On my scheduled post in April, I wrote about letting go of my second book, admitting semi-giving up, but with one catch. On occasion, I can't resist tinkering with it. I don’t know what will happen long-term, but I needed to shake that burden of guilt that goes with leaving a loosely completed manuscript sitting in draft form. 

To complete my debut novel, Just Another Termination, I practically lived at critique groups and every time I got stuck in my writing, I left one of those meetings knowing what I needed to do. With my full-time job and husband’s health, I’m no longer willing to spend my off-time at critique groups away from home. This has taken its toll on my writing.

Last weekend I was paging through my current manuscript, A Promotion to Die For, and began moving segments of plot from one section of the book to another, making changes. I was rewording some of these sections when I noticed something a critique member would  likely have caught if I'd taken these pages to be critiqued. I’d been giving readers more information than they needed, writing down to them as if they were not as savvy as me at catching the storyline. I took out some details that could be brought up later, if they ever needed to be explained at all, and the scenes read so much better.

Readers need to enjoy the story, love the characters, and get it. I believe this occurred in my first book; that is, if those who read it were honest with me. I’ve enjoyed books where I have room to guess and make my own assumptions. In many cases, I'll find out later whether my guess or assumption was incorrect when the writer explains what she previously left unsaid. Sometimes I finish a book without some parts being clarified, holding onto my original presumptions. Does it really matter if what I thought differs from what the writer had meant? Often not since the reader will view a scene, situation, or character differently from how other readers do, including the writer.

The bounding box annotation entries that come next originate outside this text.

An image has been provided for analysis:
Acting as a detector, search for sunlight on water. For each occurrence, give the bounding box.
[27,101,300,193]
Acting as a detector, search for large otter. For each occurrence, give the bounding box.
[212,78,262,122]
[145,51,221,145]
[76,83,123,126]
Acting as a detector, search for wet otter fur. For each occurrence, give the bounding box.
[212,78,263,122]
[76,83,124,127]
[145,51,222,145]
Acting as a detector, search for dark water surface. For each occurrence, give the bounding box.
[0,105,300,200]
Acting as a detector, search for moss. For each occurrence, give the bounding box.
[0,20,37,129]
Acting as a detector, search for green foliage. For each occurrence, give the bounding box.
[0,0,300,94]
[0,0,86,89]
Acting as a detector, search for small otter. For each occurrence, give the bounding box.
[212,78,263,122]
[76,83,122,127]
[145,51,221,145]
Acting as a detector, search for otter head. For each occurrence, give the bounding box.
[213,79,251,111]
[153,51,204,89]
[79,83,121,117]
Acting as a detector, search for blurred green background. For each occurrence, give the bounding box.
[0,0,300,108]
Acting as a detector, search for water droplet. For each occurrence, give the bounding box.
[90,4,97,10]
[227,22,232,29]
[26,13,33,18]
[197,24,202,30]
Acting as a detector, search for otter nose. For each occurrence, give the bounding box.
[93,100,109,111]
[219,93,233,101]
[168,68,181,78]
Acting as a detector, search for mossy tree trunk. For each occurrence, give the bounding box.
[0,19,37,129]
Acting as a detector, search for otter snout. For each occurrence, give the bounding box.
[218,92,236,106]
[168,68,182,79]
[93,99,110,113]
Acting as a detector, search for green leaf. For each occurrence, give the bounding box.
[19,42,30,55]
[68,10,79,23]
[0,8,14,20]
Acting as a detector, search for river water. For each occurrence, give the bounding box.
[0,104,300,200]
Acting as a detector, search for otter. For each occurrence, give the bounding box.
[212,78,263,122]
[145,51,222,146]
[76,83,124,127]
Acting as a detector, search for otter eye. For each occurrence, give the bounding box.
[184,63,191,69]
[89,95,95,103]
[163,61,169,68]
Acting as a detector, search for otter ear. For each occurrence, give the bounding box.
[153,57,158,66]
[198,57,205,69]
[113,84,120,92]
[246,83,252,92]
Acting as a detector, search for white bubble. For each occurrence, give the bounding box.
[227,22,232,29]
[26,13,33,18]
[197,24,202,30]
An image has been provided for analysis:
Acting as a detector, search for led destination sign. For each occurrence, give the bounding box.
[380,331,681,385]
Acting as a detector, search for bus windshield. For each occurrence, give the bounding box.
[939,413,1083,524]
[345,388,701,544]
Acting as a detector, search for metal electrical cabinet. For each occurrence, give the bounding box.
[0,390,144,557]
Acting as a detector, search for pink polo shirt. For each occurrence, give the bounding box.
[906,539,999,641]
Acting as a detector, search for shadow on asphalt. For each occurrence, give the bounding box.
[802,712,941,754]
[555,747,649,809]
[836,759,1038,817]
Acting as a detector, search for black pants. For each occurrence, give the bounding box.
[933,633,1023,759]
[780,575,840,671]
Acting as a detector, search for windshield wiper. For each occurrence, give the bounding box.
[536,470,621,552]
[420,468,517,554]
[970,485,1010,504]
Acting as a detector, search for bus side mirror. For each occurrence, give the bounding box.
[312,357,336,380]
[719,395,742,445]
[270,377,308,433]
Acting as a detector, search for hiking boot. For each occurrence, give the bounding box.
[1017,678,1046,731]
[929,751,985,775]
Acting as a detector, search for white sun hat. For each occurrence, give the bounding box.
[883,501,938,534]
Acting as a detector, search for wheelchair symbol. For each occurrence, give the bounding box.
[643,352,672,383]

I’m sometimes thrown off by an unknown word, term, gesture, or activity obviously familiar to the author, but not to me. I prefer the challenge of figuring it out or, at least, getting the gist myself for what’s happening rather than to be fed a detailed account.

I enjoyed that moment last weekend, looking over my neglected manuscript and, at the same time, discovering a problem that gave me a topic for this Make Mine Mystery post.


Marilyn Meredith a.k.a. F. M. Meredith said...

I liked this post. I'm really missing my critique group. Just can't leave my husband at night right now.

authorlindathorne said...

I even miss most of my Sisters in Crime meetings. It happens when we get up there in years.

Morgan Mandel said...

I have some trusted readers who look over my manuscript before I publish.Amazing what they find.

authorlindathorne said...

Yes, those other sets of eyes always help. said...

I hate having the obvious explained to me too! Readers are not asleep. You want to keep them on their toes, thinking. Great reminder.

authorlindathorne said...

Thank you. I need reminding a lot.

Maggie King said...

I agree that we need to respect the intelligence of our readers. I also think it’s ok to use words that readers may or may not know. But many, like my husband, don’t agree with me. With an ereader

You’re reporting good progress on your novel, Linda, so you’ll get it written eventually. Next month I’m finally releasing my third novel. It’s been five years since my second one. Im not sure how long I’ve been working on it, but I kept letting life get in the way whether it needed to or not.

Like you and many others, I have a husband with a lot of health issues, so he’s my priority.

authorlindathorne said...

Thank you Maggie.

Gloria Getman said...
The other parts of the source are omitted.